The Center for Engaged Learning at Elon University named Christena Gunther, assistant director of Disability Services and Student Affairs at Adler University, to its 2024-26 Research Seminar on Affirming and Inclusive Engaged Learning for Neurodivergent Students.

The three-year research seminar at Elon University investigates ways universities can better consider and engage neurodivergent students.

Photo of Christena Gunther

Christena Gunther

Gunther will be among two dozen multi-institutional participants to facilitate research on systems, supports, pathways, and pipelines for neurodivergent students to facilitate access to and participation in high-quality engaged learning experiences. Research teams will use a mixed-methods approach to conduct qualitative and quantitative research.

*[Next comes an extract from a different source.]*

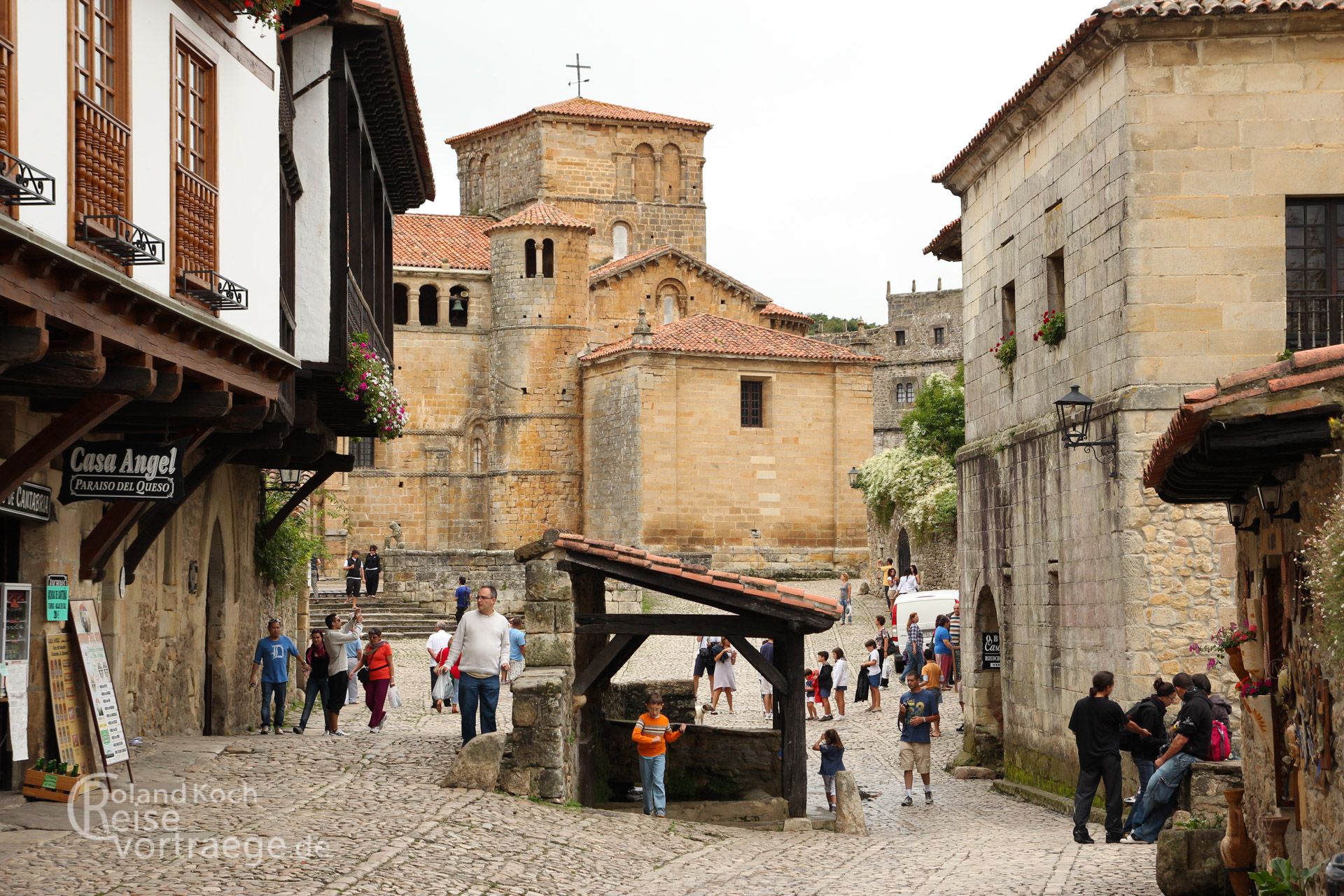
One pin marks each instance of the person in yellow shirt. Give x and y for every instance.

“Higher education has a long history of excluding people who are different and valuing a neurotypical student above other students,” said Gunther. “I’m grateful to have the opportunity to research this important topic at Adler and share the findings with the larger higher ed community.”

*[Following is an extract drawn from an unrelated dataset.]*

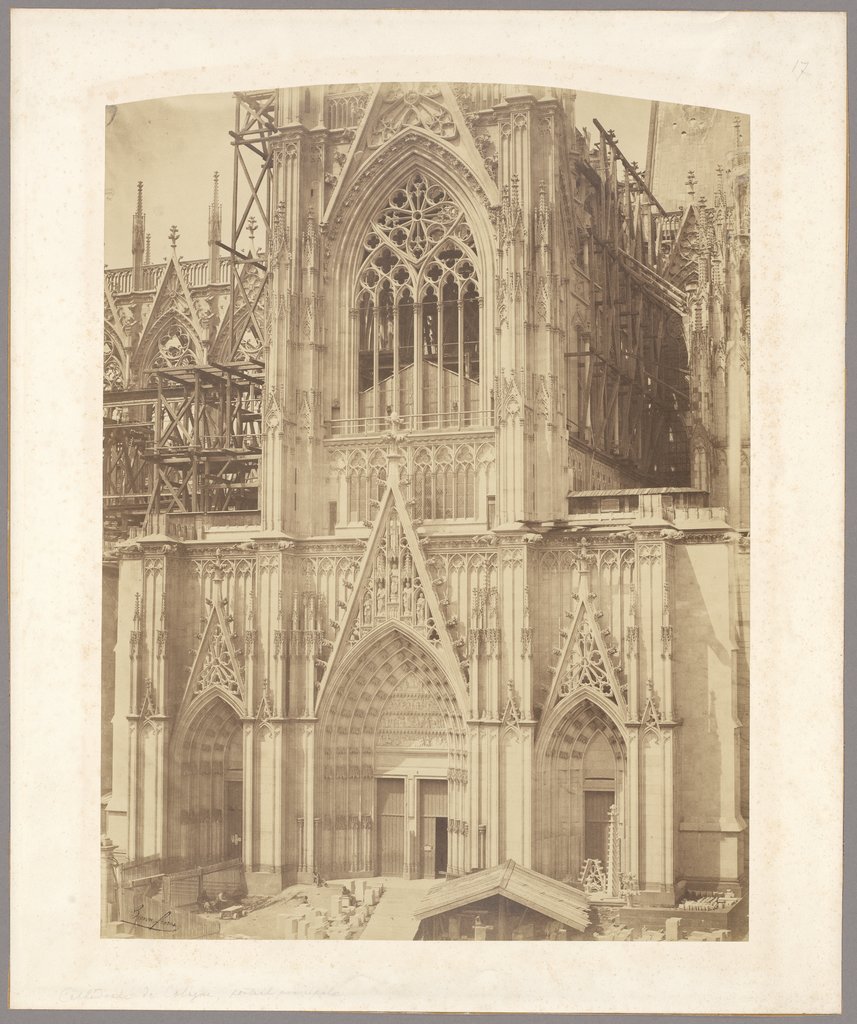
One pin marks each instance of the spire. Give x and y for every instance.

Originally attributed to the 1990s sociologist Judy Singer, “neurodivergence” is a non-medical umbrella term that describes people with variation in their mental functions. Neurodivergent conditions include autism, dyspraxia, dyslexia, dyscalculia, and ADHD, mental health diagnoses, among others. Neurodiversity encompasses neurodivergent thinkers as well as neurotypical individuals as well. It describes the idea that people experience and interact with the world around them in many different ways; there is no one “right” way of thinking, learning, and behaving, and these differences are not viewed as deficits.

“At Adler, ADHD and mental health conditions are two of the top diagnoses that result in students seeking accommodations,” said Gunther. “Many of these neurodivergent students we support with academic accommodations, but these accommodations do not address the root causes of students’ struggles in their coursework.”

Since 2021, Gunther has served in her current role, working with over 300 graduate students from Adler’s Chicago and Online campuses to provide accommodations and support.

In 2013, Gunther founded the Cultural Access Collaborative, a volunteer-run nonprofit that empowers Illinois’ cultural spaces to become more accessible to visitors with disabilities; she currently serves as its president. She is also a board member of the Illinois/Iowa regional chapter of the Association on Higher Education and Disability, or AHEAD.

The selected participants will first meet on June 23-28 at Elon’s campus to collaborative develop and plan multi-institutional research projects to be conducted throughout the following year at the participant’s own institutions. The cohort will again meet in June 2025 to share their findings and plan a more sharply focused research agenda. By June 2026, the participants will share their year-two results, plan continuations of their work, and participate in a conference.

“I’m hopeful we can help move the needle to improve higher education for our neurodiverse learners in our classes, both at Adler and in post-secondary education,” Gunther said. “Our goal is to help everyone be successful and ensure they feel that they belong in academia.”